One key to know is that encoding (UTF-8, UTF-16, UTF-32) is a completely separate problem from rendering text. I have had a couple people say to me recently something along the lines of, "We don't need text shaping since UTF-8 takes care of it." That isn't remotely true. An encoding gets you a series of Unicode code points. To render this, these code points must get the bidirectional algorithm applies (bidi) and then these "runs" from the bidi algoritm are then shaped. The text shaper uses OpenType tables within the font to convert these code points into a series of glyph indices with x/y offsets. The renderer then works entirely on glyphs, which might not even map back to a code point in the font.
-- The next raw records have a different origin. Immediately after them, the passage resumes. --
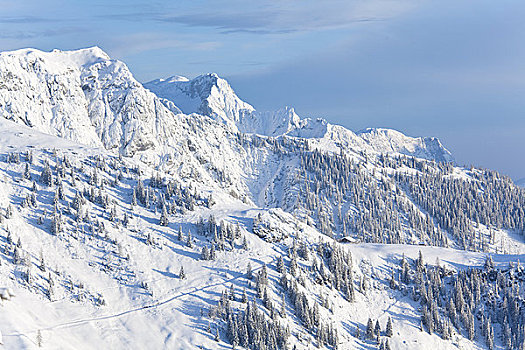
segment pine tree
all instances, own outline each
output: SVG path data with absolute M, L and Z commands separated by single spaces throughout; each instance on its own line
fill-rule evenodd
M 281 295 L 281 317 L 282 318 L 285 318 L 286 317 L 286 301 L 284 299 L 284 293 Z
M 53 174 L 47 163 L 44 165 L 44 170 L 42 170 L 42 173 L 40 174 L 40 182 L 48 187 L 53 185 Z
M 361 339 L 361 329 L 359 328 L 359 326 L 355 327 L 355 337 L 357 339 Z
M 374 328 L 374 334 L 377 336 L 381 335 L 381 325 L 379 324 L 379 320 L 376 321 L 376 326 Z
M 53 278 L 51 277 L 51 273 L 49 273 L 49 277 L 47 279 L 47 290 L 46 290 L 47 297 L 50 301 L 53 301 L 55 297 L 55 282 L 53 281 Z
M 180 267 L 179 278 L 180 278 L 181 280 L 186 279 L 186 274 L 184 273 L 184 266 L 181 266 L 181 267 Z
M 131 206 L 132 207 L 137 206 L 137 190 L 135 189 L 135 187 L 133 187 L 133 195 L 131 197 Z
M 6 219 L 10 219 L 13 217 L 13 214 L 14 214 L 14 211 L 13 211 L 13 206 L 11 205 L 11 203 L 7 206 L 7 209 L 5 211 L 5 217 Z
M 42 252 L 42 250 L 40 251 L 40 271 L 42 272 L 46 272 L 46 263 L 44 261 L 44 253 Z
M 162 204 L 162 213 L 160 214 L 159 224 L 161 226 L 169 225 L 168 212 L 166 210 L 166 205 L 164 204 Z
M 368 322 L 366 324 L 366 338 L 374 339 L 374 324 L 371 318 L 368 319 Z
M 210 260 L 210 251 L 206 245 L 202 247 L 201 260 Z
M 44 344 L 44 340 L 42 338 L 42 332 L 40 331 L 40 329 L 36 332 L 36 345 L 41 348 L 42 345 Z
M 28 163 L 26 163 L 26 165 L 25 165 L 24 179 L 31 180 L 31 171 L 29 170 L 29 164 Z
M 188 232 L 188 238 L 186 240 L 186 246 L 193 248 L 193 238 L 191 237 L 191 232 Z
M 350 279 L 347 284 L 347 293 L 346 293 L 346 299 L 353 303 L 355 301 L 355 288 L 354 288 L 354 282 Z
M 266 268 L 266 264 L 263 264 L 261 271 L 259 271 L 258 280 L 262 285 L 268 285 L 268 269 Z
M 51 222 L 51 233 L 58 235 L 60 232 L 62 232 L 62 218 L 60 215 L 55 214 L 53 221 Z
M 155 245 L 155 241 L 153 239 L 153 236 L 151 235 L 151 232 L 148 232 L 148 236 L 146 237 L 146 244 Z
M 233 288 L 233 283 L 230 284 L 230 300 L 231 301 L 235 301 L 235 289 Z
M 248 302 L 248 296 L 246 295 L 246 287 L 242 290 L 241 302 L 246 304 Z
M 393 329 L 392 329 L 392 318 L 388 317 L 388 321 L 386 323 L 386 336 L 391 337 L 394 335 Z
M 18 265 L 22 263 L 22 252 L 21 248 L 18 246 L 15 246 L 15 249 L 13 250 L 13 264 Z
M 279 271 L 280 273 L 285 273 L 286 272 L 286 268 L 284 266 L 284 260 L 283 260 L 282 256 L 277 258 L 277 271 Z
M 251 280 L 253 279 L 252 264 L 248 262 L 248 267 L 246 268 L 246 278 Z
M 25 272 L 25 280 L 28 285 L 33 283 L 33 273 L 31 272 L 31 267 L 29 266 Z

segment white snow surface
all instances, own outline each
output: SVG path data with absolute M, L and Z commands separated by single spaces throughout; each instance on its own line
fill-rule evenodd
M 119 186 L 108 185 L 106 192 L 119 217 L 133 214 L 127 228 L 113 224 L 106 211 L 89 205 L 90 214 L 104 223 L 109 241 L 118 244 L 96 235 L 52 235 L 49 220 L 45 225 L 35 222 L 43 209 L 52 211 L 54 191 L 41 188 L 39 207 L 21 208 L 20 199 L 31 191 L 31 182 L 20 176 L 23 164 L 0 163 L 0 207 L 15 205 L 14 215 L 0 224 L 0 244 L 5 246 L 8 230 L 20 238 L 31 257 L 35 279 L 32 286 L 20 283 L 24 268 L 10 263 L 0 249 L 0 288 L 10 288 L 16 295 L 0 302 L 4 341 L 0 349 L 37 348 L 38 332 L 44 348 L 49 349 L 231 348 L 224 334 L 216 342 L 207 332 L 210 319 L 201 309 L 215 305 L 231 284 L 237 293 L 248 287 L 244 277 L 248 262 L 254 270 L 268 264 L 270 278 L 277 280 L 275 261 L 293 238 L 309 245 L 330 240 L 308 225 L 307 219 L 281 209 L 293 206 L 293 169 L 299 159 L 283 158 L 264 147 L 249 147 L 243 143 L 244 137 L 254 135 L 244 133 L 262 135 L 261 142 L 280 137 L 308 142 L 322 151 L 344 152 L 372 170 L 374 166 L 367 160 L 380 153 L 452 160 L 435 138 L 412 138 L 389 129 L 355 133 L 323 119 L 301 118 L 289 107 L 258 112 L 215 74 L 192 80 L 174 76 L 145 86 L 147 89 L 124 63 L 112 60 L 97 47 L 0 54 L 1 157 L 31 150 L 37 159 L 31 169 L 36 178 L 42 159 L 54 159 L 53 149 L 59 156 L 67 155 L 77 168 L 91 160 L 90 156 L 111 160 L 121 154 L 129 156 L 124 158 L 126 167 L 140 166 L 144 177 L 161 172 L 186 188 L 212 194 L 216 202 L 210 209 L 198 206 L 194 211 L 174 214 L 168 226 L 159 226 L 157 213 L 141 206 L 130 210 L 132 188 L 125 174 Z M 112 180 L 106 173 L 101 176 Z M 468 175 L 456 168 L 451 176 Z M 87 186 L 78 182 L 80 190 Z M 71 201 L 74 186 L 66 186 L 65 192 Z M 272 243 L 251 233 L 259 214 L 275 229 L 272 234 L 284 237 L 283 241 Z M 215 261 L 200 260 L 200 249 L 208 238 L 196 232 L 195 224 L 210 215 L 238 223 L 249 249 L 241 249 L 237 242 L 231 250 L 218 252 Z M 66 227 L 67 232 L 74 232 L 73 220 L 67 221 Z M 177 240 L 179 228 L 184 234 L 192 233 L 193 247 Z M 154 245 L 144 243 L 148 234 Z M 514 254 L 493 254 L 496 264 L 525 258 L 525 246 L 518 238 L 501 232 L 497 242 Z M 421 332 L 420 305 L 380 281 L 389 277 L 402 254 L 415 258 L 421 251 L 427 262 L 432 264 L 439 258 L 456 270 L 481 266 L 486 254 L 426 246 L 342 246 L 352 253 L 356 278 L 375 276 L 370 293 L 357 293 L 356 302 L 350 304 L 326 286 L 307 281 L 306 288 L 309 298 L 328 297 L 334 304 L 333 313 L 322 310 L 322 318 L 339 330 L 341 349 L 373 348 L 353 336 L 355 326 L 366 324 L 369 317 L 384 325 L 389 316 L 395 324 L 392 349 L 481 348 L 482 343 L 460 334 L 446 341 Z M 119 258 L 118 249 L 129 259 Z M 45 273 L 38 269 L 40 252 L 48 266 Z M 187 275 L 184 280 L 178 278 L 181 266 Z M 53 300 L 42 292 L 48 274 L 57 285 Z M 142 282 L 148 283 L 149 290 L 140 287 Z M 270 293 L 279 299 L 279 291 Z M 79 300 L 78 295 L 84 297 Z M 99 296 L 105 305 L 91 302 Z M 290 327 L 290 346 L 311 349 L 312 337 L 293 315 L 282 322 Z

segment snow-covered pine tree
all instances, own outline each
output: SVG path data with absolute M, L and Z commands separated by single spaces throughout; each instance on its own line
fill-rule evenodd
M 204 245 L 204 246 L 202 247 L 202 251 L 201 251 L 201 260 L 210 260 L 210 251 L 209 251 L 207 245 Z
M 371 318 L 368 318 L 368 322 L 366 323 L 366 338 L 367 339 L 374 339 L 374 323 L 372 322 Z
M 391 337 L 394 335 L 394 331 L 392 329 L 392 318 L 388 317 L 388 321 L 386 322 L 386 336 Z
M 248 266 L 246 267 L 246 278 L 249 280 L 253 279 L 252 264 L 250 262 L 248 262 Z
M 162 212 L 160 214 L 159 225 L 168 226 L 168 224 L 169 224 L 168 211 L 166 210 L 166 205 L 162 204 Z
M 190 231 L 188 231 L 188 237 L 186 239 L 186 246 L 189 248 L 193 248 L 193 238 L 191 237 Z

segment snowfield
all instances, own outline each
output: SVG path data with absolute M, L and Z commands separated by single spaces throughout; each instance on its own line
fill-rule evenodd
M 0 348 L 523 346 L 525 190 L 436 138 L 96 47 L 0 77 Z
Unfortunately I don't. I started to learn Unicode, then realized how complicated it is to do right and stopped because I realized that nobody really cares if it works almost all the time.
As Joel below demonstrates, you can get away with 29 languages by treating code points as characters and without knowing about grapheme clusters and other stuff.
>When CityDesk publishes the web page, it converts it to UTF-8 encoding, which has been well supported by web browsers for many years. That’s the way all 29 language versions of Joel on Software are encoded and I have not yet heard a single person who has had any trouble viewing them.
Not really relevant. That just demonstrates that displaying those languages works adequately; it doesn't show anything about other processing that your software might care about (e.g. sorting, searching, case conversion, keyboard input, selection and editing, etc.)
> As Joel below demonstrates, you can get away with 29 languages by treating code points as characters and without knowing about grapheme clusters and other stuff.
If you treat text as completely opaque it does work fine. Issues crop up when you want or need to manipulate said text, either to extract information or to modify it.
The HarfBuzz manual touches on some of this: https://harfbuzz.github.io/why-do-i-need-a-shaping-engine.ht...